A third group consists of suspected, active, armed militants, who fight under the banner of the Balochistan Liberation Army (BLA), the Balochistan Republican Army (BRA) or the Balochistan Liberation Front (BLF). There are of course many -- and it is unclear how big a portion they are -- who are innocent, caught in the cross-fire of the current conflict. But to ignore the link between the uprising, or demands for a separatist Balochistan, and those who have gone missing would be incorrect.

When the security agencies decide to carry out disappearances, torture, and killings, they are trying to shut down alternate voices. While part of the job of the civil society activists, or sympathisers of the Baloch missing persons, is surely to ensure their speedy recovery, the other part of the job should be to ensure that the perspectives that they are bringing forward are being heard. We do not need to agree with them -- there are many, including myself, who would question demands for a separate and independent Balochistan -- but we do need to start making space in the mainstream narrative for their version of Pakistan.

Recently, a high-ranking Baloch politician, who is publicly and personally pro-Pakistan, admitted off-the-record that most Baloch would vote for the separation and independence of their province if there was a referendum tomorrow. Simplistic analyses of the situation in Balochistan will attach this demand to state atrocities, inadvertently arguing that a reduction might reduce separatist demands.

But the demand goes back all the way to 1948, when many Baloch believed that Muhammad Ali Jinnah deployed soldiers to forcibly annex their province, pushing it into Pakistan against their will. In the subsequent 67 years, there have been a total of five uprisings, and each of them has been accompanied by brutal army operations aimed at shutting them down. Most Pakistanis know little, if anything, about the political history of Balochistan. Our job is not only to help recover people, many of whom speak truth against power, knowingly risking their lives, but also to ensure that their voices are not silenced forever if they turn up as corpses tortured beyond recognition.

What does Muhammad Ali Jinnah look like from the perspective of those who live in contemporary Kalat State? 

On an even more concrete level, this more expansive engagement with the question of Balochistan means taking seriously the perspective and bodily experiences of the Baloch. How does Pakistan look from the perspective of a Baloch in Khuzdar? If we ask a 21-year old boy who has been tortured and released, does he think that Asma Jahangir is going far enough? What does Muhammad Ali Jinnah look like from the perspective of those who live in contemporary Kalat State? How do Baloch students feel when they prepare for Pakistan Studies exams, or history papers, that they need to take for the board?

How do the Baloch understand Gwadar Port, Mirani Dam, the Makran Coastal Highway, or many other development projects promoted by the state? How does it feel to watch Hamid Mir in a date palm hut in the middle of Awaran? How does earthquake relief feel for the old woman who lost her home?

Some civil society activists will rightly argue that such an analysis and discourse could endanger the lives of those who are already missing. Rather than getting them released, they could argue, this sort of conflation of separatism and missing persons could end up hurting the cause, giving the security forces the sort of ammunition that they need to keep those who have disappeared out of sight. I would argue the opposite.
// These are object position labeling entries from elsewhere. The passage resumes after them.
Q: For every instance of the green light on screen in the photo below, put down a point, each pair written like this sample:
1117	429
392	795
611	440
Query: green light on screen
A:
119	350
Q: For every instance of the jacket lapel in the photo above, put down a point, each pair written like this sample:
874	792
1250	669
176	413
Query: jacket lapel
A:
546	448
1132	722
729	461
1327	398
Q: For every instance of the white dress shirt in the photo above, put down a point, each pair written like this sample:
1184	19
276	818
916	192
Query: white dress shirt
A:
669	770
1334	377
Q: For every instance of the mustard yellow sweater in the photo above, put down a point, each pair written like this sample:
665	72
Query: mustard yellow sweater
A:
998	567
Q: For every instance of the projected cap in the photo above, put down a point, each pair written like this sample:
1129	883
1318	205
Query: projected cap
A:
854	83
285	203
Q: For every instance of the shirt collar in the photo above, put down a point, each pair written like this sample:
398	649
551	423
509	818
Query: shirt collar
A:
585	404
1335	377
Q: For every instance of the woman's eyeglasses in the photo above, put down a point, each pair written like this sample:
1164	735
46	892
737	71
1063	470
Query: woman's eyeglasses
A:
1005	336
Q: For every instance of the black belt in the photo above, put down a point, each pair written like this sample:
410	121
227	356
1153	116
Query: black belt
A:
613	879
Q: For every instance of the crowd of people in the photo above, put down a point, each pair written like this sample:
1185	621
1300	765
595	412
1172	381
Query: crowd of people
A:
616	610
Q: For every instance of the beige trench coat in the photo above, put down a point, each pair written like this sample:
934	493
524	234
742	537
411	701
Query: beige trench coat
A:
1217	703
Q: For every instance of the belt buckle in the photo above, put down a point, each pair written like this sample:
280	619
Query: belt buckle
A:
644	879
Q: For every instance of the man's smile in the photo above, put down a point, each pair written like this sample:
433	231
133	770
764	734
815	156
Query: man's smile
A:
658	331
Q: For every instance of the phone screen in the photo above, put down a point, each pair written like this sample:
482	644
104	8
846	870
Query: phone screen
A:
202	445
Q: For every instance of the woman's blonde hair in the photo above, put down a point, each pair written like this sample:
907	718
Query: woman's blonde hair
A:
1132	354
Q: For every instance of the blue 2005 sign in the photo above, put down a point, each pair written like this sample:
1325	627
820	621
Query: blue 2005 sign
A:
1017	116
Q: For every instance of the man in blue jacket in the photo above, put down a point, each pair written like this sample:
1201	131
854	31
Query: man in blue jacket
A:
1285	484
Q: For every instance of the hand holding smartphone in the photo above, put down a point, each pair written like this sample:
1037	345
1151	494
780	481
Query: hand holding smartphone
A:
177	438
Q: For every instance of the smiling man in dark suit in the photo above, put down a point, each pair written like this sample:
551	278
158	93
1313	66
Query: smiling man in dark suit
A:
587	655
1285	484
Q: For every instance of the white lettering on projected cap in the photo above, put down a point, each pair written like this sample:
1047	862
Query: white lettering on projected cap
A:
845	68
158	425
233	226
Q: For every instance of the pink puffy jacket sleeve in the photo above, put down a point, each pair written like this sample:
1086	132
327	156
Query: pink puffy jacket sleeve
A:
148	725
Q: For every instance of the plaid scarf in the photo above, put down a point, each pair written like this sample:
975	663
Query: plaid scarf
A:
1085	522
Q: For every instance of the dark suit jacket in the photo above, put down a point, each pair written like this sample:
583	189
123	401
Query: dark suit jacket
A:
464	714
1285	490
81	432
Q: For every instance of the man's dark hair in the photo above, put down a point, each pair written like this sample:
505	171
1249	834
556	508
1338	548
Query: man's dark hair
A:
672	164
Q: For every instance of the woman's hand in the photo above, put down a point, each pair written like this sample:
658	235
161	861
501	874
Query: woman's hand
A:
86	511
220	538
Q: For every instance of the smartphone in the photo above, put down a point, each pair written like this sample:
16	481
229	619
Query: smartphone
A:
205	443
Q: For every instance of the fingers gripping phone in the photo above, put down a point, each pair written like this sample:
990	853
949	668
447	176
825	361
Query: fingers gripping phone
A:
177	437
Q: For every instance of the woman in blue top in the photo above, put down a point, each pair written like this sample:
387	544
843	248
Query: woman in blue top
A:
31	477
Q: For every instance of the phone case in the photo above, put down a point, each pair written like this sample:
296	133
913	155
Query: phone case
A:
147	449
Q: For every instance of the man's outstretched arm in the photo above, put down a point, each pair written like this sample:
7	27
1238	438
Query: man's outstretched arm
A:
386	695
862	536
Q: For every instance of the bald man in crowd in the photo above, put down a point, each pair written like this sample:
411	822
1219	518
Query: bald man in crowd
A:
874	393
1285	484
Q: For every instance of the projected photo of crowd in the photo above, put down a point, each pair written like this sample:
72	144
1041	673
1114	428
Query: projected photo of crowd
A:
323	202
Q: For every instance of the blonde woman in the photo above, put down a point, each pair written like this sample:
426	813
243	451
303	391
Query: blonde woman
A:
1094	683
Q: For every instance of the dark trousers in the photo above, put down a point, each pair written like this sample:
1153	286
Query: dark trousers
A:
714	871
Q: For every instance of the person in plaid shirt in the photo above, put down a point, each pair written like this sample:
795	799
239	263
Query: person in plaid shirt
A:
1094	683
Those who secretly justify the disappearances, torture, and killings, argue that the security forces have a reason to do what they are doing. They will say that those being picked up are active separatists, and a danger to the security of the Pakistani state. By bringing the narratives propagated by those who have gone missing -- including their discourse on Pakistan, development, security, government, etc., -- to the fore, we might be able to deflate some of the alarmist notions that exist about them, namely that they are spies for India, backward, intent on killing Punjabis, or much, much more.